No creo que exista un sentimiento apocalíptico generalizado con
cada fin de siglo, ni siquiera con cada fin de milenio. Lo que ocurre
en realidad es que llegado ese momento hacemos balance, un balance en
el que nunca nos cuadran las cuentas. Y nunca el desequilibrio entre el
"debe" y el "haber" nos ha parecido tan desmesurado
e injusto como al final del caduco milenio que se nos ha escapado irremisiblemente
de las manos.
Nunca hasta ahora las guerras, el hambre y la miseria que campean por
los arrabales de nuestra "aldea global" habían sido monstruos
tan gratuitos, inadmisibles y detestablemente consentidos -e incluso amamantados
en ocasiones- por los poderes políticos de los barrios altos, cuyos
moradores, por otra parte, nunca habían estado tan abrumadoramente
informados sobre lo que ocurre al otro lado del muro, lejos -a veces no
tanto- de los paraísos artificiales donde se asientan sus venerables
posaderas.
Puede parecer muy loable estimular y subvencionar el esfuerzo individual
y la iniciativa privada con el fin de paliar esas lacras sociales de las
que todos nos sentimos culpables -ya se han encargado de convencernos
de ello a través de los poderosos medios de comunicación-
; pero también puede parecer un parche a todas luces insuficiente
y engomado con el cinismo de las Administraciones Estatales, que son las
que en realidad poseen la capacidad y el deber de hacer más equitativo
el reparto de la riqueza entre los habitantes del Planeta, a sabiendas
de que todos somos deudores de los "terceros", de los "cuartos",
de los numerosos mundos marginados, a la hora de ostentar nuestros privilegios
económicos como ciudadanos del "primer" o "segundo"

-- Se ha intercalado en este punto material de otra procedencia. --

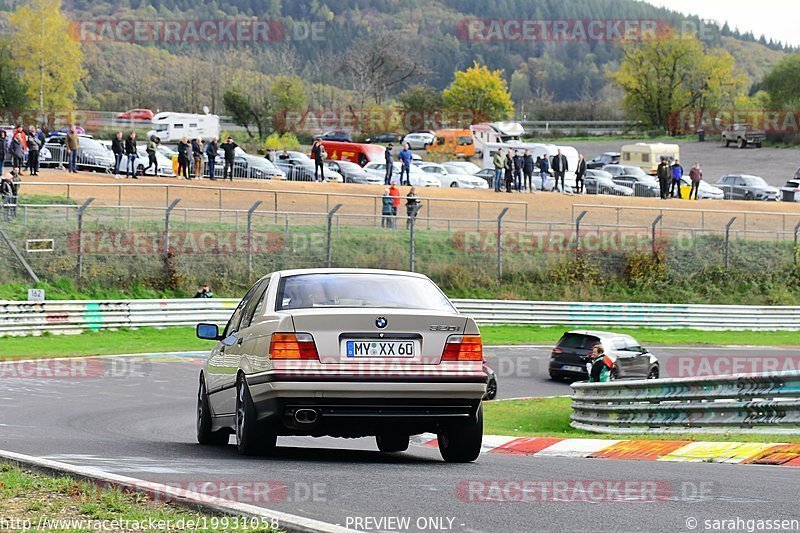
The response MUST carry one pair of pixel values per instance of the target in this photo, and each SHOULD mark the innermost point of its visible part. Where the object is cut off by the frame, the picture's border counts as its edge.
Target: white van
(647, 156)
(172, 127)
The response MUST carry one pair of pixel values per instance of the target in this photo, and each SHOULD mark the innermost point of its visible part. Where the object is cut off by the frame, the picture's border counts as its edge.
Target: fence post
(499, 242)
(250, 239)
(728, 240)
(653, 232)
(411, 221)
(81, 209)
(330, 223)
(578, 230)
(166, 225)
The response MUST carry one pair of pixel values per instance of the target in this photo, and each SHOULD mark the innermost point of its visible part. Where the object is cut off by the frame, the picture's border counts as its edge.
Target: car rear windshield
(307, 291)
(577, 340)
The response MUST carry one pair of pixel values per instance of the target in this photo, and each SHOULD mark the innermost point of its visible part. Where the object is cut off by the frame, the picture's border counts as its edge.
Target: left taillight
(463, 348)
(292, 346)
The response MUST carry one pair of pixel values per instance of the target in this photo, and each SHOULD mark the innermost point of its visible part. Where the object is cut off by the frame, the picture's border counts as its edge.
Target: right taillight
(463, 348)
(292, 346)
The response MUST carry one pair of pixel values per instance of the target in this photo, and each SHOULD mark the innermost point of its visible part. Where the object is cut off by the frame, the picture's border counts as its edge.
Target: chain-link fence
(179, 247)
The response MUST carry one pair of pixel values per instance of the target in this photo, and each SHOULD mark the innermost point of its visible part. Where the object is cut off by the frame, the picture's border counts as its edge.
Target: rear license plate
(376, 348)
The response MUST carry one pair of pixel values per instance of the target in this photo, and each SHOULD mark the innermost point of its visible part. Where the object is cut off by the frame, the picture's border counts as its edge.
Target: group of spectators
(391, 203)
(670, 176)
(516, 171)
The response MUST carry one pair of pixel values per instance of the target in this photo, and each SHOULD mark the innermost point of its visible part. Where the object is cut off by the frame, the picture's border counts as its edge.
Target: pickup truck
(742, 135)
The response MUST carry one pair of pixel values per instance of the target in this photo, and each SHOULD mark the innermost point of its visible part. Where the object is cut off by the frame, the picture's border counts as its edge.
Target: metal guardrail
(762, 403)
(23, 318)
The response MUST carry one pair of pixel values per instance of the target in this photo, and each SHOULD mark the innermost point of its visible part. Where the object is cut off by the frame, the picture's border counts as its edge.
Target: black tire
(252, 438)
(392, 442)
(461, 443)
(204, 434)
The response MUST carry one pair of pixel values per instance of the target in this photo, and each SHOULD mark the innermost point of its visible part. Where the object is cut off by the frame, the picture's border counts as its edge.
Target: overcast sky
(776, 19)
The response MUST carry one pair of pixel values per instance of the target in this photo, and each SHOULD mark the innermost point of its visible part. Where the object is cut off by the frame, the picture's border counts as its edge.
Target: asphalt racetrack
(135, 416)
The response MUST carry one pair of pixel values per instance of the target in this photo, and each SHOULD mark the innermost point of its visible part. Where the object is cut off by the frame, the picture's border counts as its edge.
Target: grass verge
(65, 504)
(549, 417)
(177, 339)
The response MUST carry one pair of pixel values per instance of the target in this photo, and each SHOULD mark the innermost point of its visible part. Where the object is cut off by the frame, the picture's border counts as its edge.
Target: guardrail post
(653, 232)
(166, 225)
(499, 242)
(81, 209)
(578, 230)
(250, 239)
(330, 223)
(728, 241)
(796, 251)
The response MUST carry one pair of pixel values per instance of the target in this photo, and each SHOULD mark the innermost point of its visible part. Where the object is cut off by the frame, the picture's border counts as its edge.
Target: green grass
(35, 497)
(177, 339)
(551, 334)
(549, 417)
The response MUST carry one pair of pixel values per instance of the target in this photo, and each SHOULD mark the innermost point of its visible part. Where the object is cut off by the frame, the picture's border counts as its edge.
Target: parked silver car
(345, 353)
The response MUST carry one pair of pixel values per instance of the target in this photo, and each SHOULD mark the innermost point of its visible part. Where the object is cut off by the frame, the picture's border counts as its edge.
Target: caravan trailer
(647, 156)
(172, 127)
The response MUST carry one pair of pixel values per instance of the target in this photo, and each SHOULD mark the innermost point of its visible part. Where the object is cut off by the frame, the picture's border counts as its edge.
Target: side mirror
(208, 332)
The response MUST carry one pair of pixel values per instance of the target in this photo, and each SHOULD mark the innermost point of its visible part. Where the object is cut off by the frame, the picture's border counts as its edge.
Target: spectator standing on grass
(7, 195)
(183, 158)
(544, 170)
(580, 173)
(412, 206)
(212, 149)
(696, 175)
(405, 157)
(316, 154)
(387, 154)
(517, 171)
(229, 148)
(73, 143)
(499, 163)
(395, 194)
(130, 151)
(509, 170)
(560, 168)
(118, 148)
(528, 166)
(677, 174)
(387, 205)
(664, 175)
(34, 145)
(197, 157)
(152, 146)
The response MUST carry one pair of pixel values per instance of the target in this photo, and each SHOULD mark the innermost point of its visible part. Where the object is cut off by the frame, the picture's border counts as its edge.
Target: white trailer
(172, 127)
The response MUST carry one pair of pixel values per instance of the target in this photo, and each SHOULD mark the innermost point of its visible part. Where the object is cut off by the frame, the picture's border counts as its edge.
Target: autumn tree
(479, 93)
(46, 53)
(664, 77)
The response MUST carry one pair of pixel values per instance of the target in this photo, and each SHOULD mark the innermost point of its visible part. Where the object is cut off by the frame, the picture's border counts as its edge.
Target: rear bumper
(355, 407)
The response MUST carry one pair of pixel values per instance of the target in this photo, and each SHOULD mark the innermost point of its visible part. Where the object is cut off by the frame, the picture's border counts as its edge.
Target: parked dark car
(573, 351)
(338, 135)
(747, 187)
(606, 158)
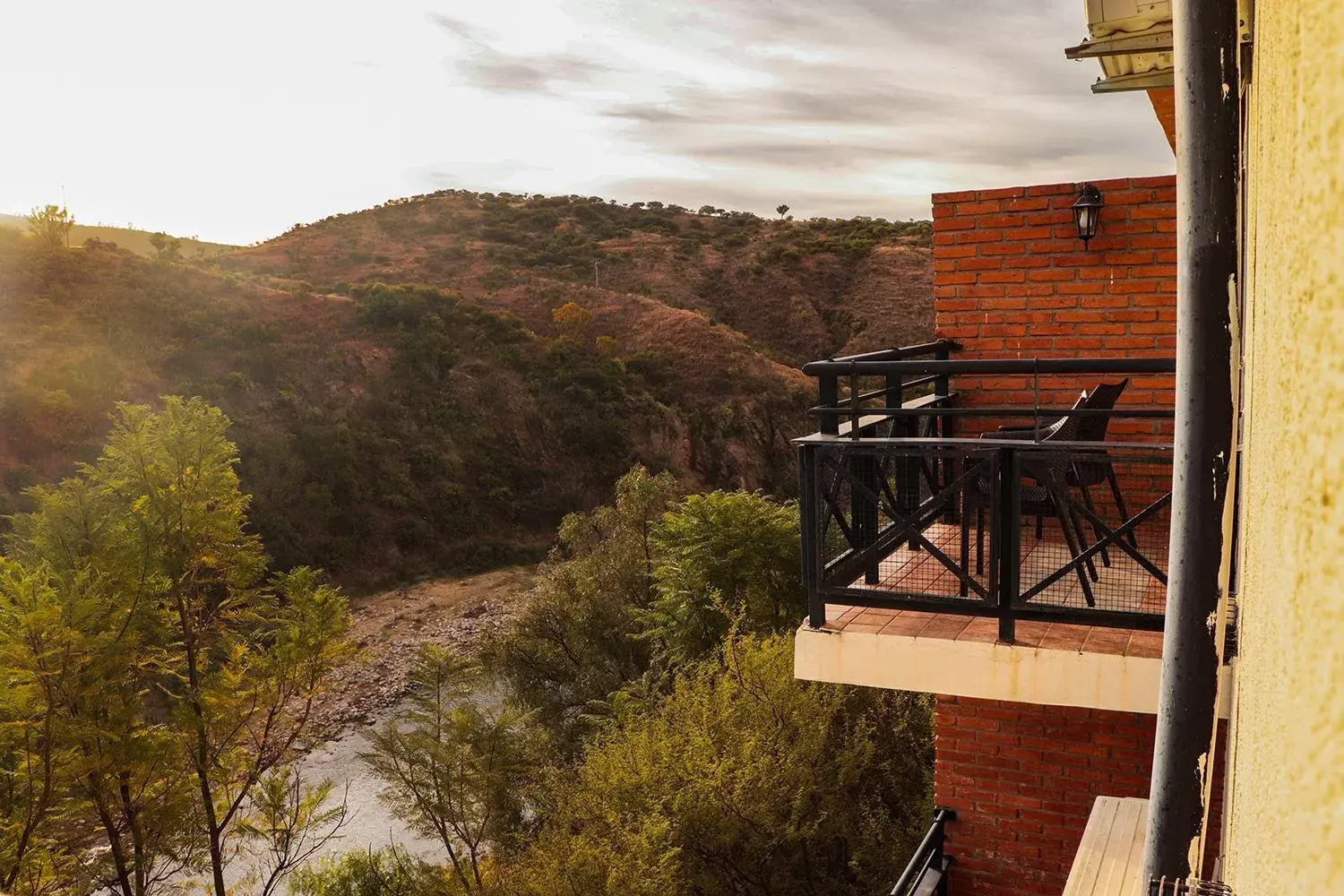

mundo -¿quién habla de éste?
Allá donde pueda hacerse algo, algo habrá que hacer. Mejor
que permanecer sentados. Pero no nos engañemos utilizando la limosna
como medio para lavar nuestras enfangadas conciencias. El problema de
la insolidaridad comienza aquí mismo, en casa del vecino padre
de tres hijos que se ha quedado sin trabajo a sus cuarenta y tantos o
en el "chaval" treintañero del quinto que vive prisionero
en casa de sus padres, juega a la lotería de las oposiciones con
su carrera de económicas desde hace ocho años y trabaja
mientras tanto de "soplagaitas" para pagarse los vinos. Un "chaval"
cada vez más humillado, cada vez más desesperado, que no
dudará en meterte una anaconda en el buzón de tu casa, por
ejemplo, el día en que su prejubilado papá pase a mejor
vida gracias a su bendita cirrosis. Estamos inmunizados contra este tipo
de problemas. Nos importan un güevo las carencias y necesidades de
nuestros vecinos. Esto es una selva y ambos lo saben. Cualquier día
te pueden dar un buen susto.
Siempre resulta más sencillo y aséptico apadrinar por teléfono
a un niño lejano y desconocido, con quien jamás tendrás
la mala fortuna de tropezarte en la calle y mucho menos al abrir la puerta
de tu casa cuando suene el timbre, que enterarte -al menos enterarte-
de que unas calles más abajo, al pie de la colina, intentan sobrevivir
montones de niños explotados, prostituidos, en la más absoluta
marginación, esperando -son niños, aún esperan- que
alguien les tienda una mano limpia y sincera para poder estrenar una sonrisa.
La Historia de la Humanidad nunca había viajado por un río
tan sucio como a finales de este siglo veinte, contaminación incluida.
El tiempo es una buena depuradora. Veamos lo que pasa con el siglo estrenado.
Las soluciones, las que sean, también el tiempo nos las ofrecerá,
pasarán necesariamente por la búsqueda del equilibrio en
nuestras cuentas, para que el "debe" de los pobladores de los
barrios altos no termine arruinando nuestro delicado ecosistema vecinal.